The new Ethiopian movement was to Zisiso utterly laughable, and such exponents of it as the Rev. Job Magwegwe too contemptible for words. But he was too polite to make public his views. A considerable section of the people had thrown themselves into it, and the movement seemed spreading. As an isanusi all his instincts were to make a study of it lest haply he might turn it to account.

Old Zisiso’s professional instincts were not in themselves ignoble, in that they were not dictated by lust of gain, or cupidity, beyond a certain ingrained acquisitiveness common to all savages.
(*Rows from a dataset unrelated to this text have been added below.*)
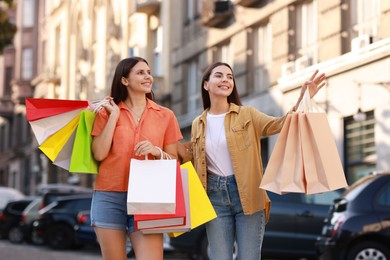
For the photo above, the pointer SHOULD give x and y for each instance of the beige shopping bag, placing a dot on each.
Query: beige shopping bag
(293, 179)
(323, 168)
(272, 178)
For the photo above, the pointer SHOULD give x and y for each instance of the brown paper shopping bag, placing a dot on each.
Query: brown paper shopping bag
(293, 179)
(152, 187)
(323, 169)
(272, 178)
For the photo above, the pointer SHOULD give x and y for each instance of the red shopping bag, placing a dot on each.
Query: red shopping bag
(149, 221)
(38, 108)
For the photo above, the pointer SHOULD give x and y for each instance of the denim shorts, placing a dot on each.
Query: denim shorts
(109, 210)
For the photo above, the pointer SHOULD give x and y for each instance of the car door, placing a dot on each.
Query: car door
(280, 229)
(310, 213)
Thanks to his wide and mysterious powers, to which allusion has been made, he was already rich in possessions beyond his needs, for he was too old to lobola for more wives. No, it was sheer pride in his profession, similar to that which might prompt the civilised man of science to welcome and investigate any new departure in scientific discovery. But of course the aim towards which Magwegwe and his associates and employers were supposed to be working, was, in the shrewd eyes of this old sorcerer, the veriest humbug.

Personally he had no particular desire to see the whites ‘driven into the sea’; an eventuality he was far too astute to believe for a moment possible. He was old enough to remember how, under former kings in Zululand, those of his craft, no matter how eminent and skilled, held their lives and possessions on precarious tenure. Dingane and Mpande, for instance, expected a great deal—a great deal too much—from their sorcerers. Cetywayo, to be sure, did not bother his head about them, to speak of. But there, under the rule of the Amangisi, he and his brother witch-doctors could practise unhindered, always provided they did so with due care and secrecy. What, then, was to be gained by trying to upset the existing state of things?